Libya has established the South Refinery, intended to resolve fuel shortages and unemployment in the country’s south.
Prime Minister Abdul Hamid Dbeibeh endorsed the launch of the project at a ceremony in Tripoli. Also participating was deputy prime minister Ramadan Abu Janah and National Oil Corp. (NOC) chairman Mustafa Sanalla.
NOC described the project as one of its most important strategic steps. Sanalla set out a number of areas of interest with the plant in Ubari. He thanked NOC subsidiary Zallaf Oil & Gas Exploration and Production for its engineering and technical design work during feasibility studies.
Dbeibeh signed a decree on the refinery near the Sharara field, authorising NOC to contract work directly and to finance construction projects.
According to local reports, NOC expects the refinery to cost $500-600 million. It should start operations within three years.
The refinery should generate returns of $75mn per year, according to Sanalla.
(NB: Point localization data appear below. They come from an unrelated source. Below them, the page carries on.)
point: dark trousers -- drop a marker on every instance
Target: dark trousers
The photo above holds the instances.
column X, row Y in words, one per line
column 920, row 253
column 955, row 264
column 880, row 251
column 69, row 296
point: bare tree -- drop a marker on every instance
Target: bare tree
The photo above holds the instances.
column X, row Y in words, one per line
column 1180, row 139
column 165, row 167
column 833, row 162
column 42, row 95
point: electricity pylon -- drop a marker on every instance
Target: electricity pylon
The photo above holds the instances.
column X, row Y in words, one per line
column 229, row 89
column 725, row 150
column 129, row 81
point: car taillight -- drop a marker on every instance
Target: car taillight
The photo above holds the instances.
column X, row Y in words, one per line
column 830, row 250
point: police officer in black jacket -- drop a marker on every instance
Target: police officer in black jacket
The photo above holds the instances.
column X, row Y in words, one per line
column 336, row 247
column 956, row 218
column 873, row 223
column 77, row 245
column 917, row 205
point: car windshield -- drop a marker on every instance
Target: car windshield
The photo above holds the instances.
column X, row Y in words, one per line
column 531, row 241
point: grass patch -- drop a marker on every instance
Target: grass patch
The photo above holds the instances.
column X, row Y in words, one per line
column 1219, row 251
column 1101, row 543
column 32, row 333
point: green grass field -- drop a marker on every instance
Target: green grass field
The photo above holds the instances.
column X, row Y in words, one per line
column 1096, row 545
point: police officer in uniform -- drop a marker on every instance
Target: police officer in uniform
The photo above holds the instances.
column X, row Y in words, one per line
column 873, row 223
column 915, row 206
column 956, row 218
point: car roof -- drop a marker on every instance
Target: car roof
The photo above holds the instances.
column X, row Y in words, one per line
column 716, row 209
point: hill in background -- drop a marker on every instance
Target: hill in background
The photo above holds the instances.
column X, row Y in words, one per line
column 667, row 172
In addition to the refinery, the plan also covers an LPG plant.
The Libyan cabinet approved the refinery plan at the end of September.
Zallaf opened an office in the country’s southwest in 2020. The company has been working on refinery plans since 2017. Talks on additional refining capacity in Libya date back to 2013.
NOC reported $1.95 billion of revenues in August, driven by higher oil prices. Sanalla welcomed the support from the cabinet. “The approval of the Council of Ministers to establish the first refinery in southern Libya is the first step in the development of this vital sector,” he said.